(HealthDay News) — The burden of childhood cancer can be effectively diminished to realize health and economic benefits, according to research published in the April 1 issue of The Lancet Oncology.
Rifat Atun, M.D., from the Harvard T.H. Chan School of Public Health in Boston, and colleagues estimated cases of childhood cancer globally and deaths at current levels of health system performance between 2020 and 2050.
The researchers estimated that between 2020 and 2050, there will be 13.7 million new cases of childhood cancer globally. If no additional investments are made to improve access to health care services or childhood cancer treatment, 11.1 million children will die, including 84.1 percent in low- and lower-middle-income countries. With new funding to scale up cost-effective interventions, this burden could be vastly reduced.

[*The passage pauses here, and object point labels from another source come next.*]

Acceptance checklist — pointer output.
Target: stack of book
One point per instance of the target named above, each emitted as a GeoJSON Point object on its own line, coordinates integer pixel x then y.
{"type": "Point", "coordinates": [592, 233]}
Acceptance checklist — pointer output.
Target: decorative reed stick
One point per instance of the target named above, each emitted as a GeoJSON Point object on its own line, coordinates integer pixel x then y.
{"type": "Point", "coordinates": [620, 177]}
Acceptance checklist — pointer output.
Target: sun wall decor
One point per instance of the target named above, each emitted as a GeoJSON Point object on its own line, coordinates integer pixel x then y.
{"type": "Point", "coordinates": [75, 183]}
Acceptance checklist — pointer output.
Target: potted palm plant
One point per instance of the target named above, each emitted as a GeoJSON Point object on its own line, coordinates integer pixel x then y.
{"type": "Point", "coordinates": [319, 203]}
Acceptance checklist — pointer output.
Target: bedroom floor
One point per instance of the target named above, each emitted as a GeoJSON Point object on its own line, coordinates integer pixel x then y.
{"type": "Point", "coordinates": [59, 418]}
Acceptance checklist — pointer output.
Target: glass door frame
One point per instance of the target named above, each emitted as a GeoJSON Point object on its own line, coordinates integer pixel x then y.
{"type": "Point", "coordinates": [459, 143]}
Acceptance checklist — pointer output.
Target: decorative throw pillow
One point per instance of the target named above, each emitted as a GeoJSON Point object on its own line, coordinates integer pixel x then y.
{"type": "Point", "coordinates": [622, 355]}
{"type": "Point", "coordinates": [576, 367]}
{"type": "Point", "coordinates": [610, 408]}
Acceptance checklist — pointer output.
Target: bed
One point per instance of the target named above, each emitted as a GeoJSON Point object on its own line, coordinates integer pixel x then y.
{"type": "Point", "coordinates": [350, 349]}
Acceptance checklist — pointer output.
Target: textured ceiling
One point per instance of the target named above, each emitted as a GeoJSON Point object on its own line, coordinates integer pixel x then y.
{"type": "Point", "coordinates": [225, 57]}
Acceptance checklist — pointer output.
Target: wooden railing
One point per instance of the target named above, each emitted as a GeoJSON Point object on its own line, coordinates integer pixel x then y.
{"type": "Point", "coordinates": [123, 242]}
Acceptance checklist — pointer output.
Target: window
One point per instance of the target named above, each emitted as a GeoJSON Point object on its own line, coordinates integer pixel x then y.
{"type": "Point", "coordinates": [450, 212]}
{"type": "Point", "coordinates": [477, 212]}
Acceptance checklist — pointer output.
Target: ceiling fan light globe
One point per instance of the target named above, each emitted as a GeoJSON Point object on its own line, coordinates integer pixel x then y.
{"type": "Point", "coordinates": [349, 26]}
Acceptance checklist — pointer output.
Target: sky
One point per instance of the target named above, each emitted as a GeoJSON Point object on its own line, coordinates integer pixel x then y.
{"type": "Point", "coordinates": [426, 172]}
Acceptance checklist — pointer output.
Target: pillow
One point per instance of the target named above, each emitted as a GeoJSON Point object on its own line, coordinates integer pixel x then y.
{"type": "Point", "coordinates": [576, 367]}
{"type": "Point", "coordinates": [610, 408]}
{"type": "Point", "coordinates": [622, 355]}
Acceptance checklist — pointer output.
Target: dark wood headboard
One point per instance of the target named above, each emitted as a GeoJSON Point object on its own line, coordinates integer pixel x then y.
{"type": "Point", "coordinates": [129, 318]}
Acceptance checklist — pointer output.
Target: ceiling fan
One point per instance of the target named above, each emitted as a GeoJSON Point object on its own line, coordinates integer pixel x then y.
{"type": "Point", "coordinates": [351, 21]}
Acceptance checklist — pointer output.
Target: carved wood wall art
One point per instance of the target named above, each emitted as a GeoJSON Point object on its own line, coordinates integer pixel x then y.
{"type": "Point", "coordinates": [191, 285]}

In this period, simultaneous comprehensive scale-up of interventions could avert 6.2 million deaths in children with cancer, representing 56.1 percent of the total number of deaths projected. This reduction is projected to yield a gain of 318 million life-years taking excess mortality risk into consideration. The global lifetime productivity gains of $2,580 billion in 2020 to 2050 would be four times greater than the cumulative treatment costs of $594 billion, yielding a net benefit of $1,986 billion on the global investment.
“This report provides compelling evidence that improving outcomes for children with cancer is both feasible and a highly cost-effective investment for all countries rich and poor alike,” Atun said in a statement.